There is a lot of talk about information governance these days by vendors, customers and analysts. It is definitely the right discussion but there seems to be a lot of confusion about what it means. Here’s my definition: managing the data you need as you need to as efficiently as possible. [Read: managing only the data you need to and no more while complying with applicable legal duties at the lowest total cost to the company.]

Let’s face it, companies really have zero interest in discovery; being able to discover per se has little business value. Discovery is predominantly triggered by an adversary and more often than not, it’s used as a weapon by that adversary. The real objective is to meet this legal obligation at the lowest possible cost to the company.
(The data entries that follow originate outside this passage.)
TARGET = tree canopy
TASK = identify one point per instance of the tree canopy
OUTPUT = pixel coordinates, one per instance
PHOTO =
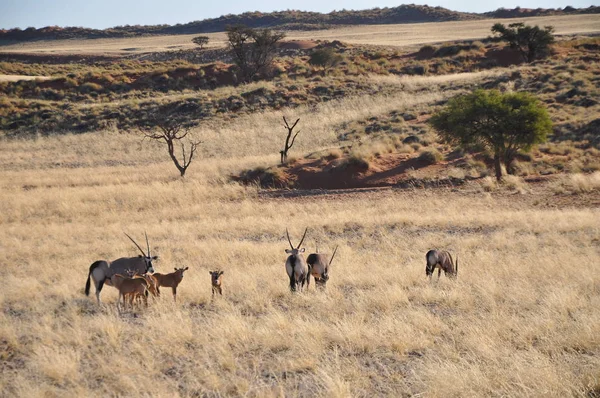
(531, 41)
(200, 41)
(253, 50)
(502, 122)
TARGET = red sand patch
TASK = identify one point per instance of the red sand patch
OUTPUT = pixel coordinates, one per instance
(387, 170)
(505, 56)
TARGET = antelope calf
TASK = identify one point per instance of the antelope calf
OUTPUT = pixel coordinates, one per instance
(443, 261)
(318, 267)
(215, 278)
(130, 288)
(295, 265)
(171, 280)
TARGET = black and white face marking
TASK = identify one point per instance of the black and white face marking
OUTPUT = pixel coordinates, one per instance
(294, 252)
(149, 267)
(429, 270)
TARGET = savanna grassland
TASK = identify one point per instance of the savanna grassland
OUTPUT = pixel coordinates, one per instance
(522, 318)
(385, 35)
Likewise with retention regulations. These regulations are designed to protect adversaries and investigators. They are enacted to get companies to save information longer than its useful life to the company and longer than the company’s self interest. No government agency passes a law to save the company from hurting itself with sloppy record keeping! Companies don’t have any interest in retaining useless data in perpetuity -- just the government agencies that regulate them do.  Privacy and data protection laws follow the same logic. They exist to protect individuals, not corporations. To do so, they impose requirements for securing and destroying data at a cost to the company.
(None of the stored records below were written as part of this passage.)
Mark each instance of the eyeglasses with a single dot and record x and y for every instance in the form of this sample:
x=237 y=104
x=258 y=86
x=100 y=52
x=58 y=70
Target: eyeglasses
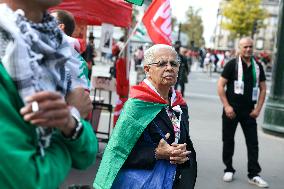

Companies have been distracted with ballooning data volume and expanding e-discovery obligations for the past five years, and most were caught off guard with antiquated retention programs focused only on sequestering physical records. In the rush to react to new electronic discovery challenges, it was easy to forget that all data isn’t valuable data and e-discovery isn’t a value-creating business process. In fact, they both reduce profit by hundreds of millions of dollars.... and that's the value recovered with good information governance.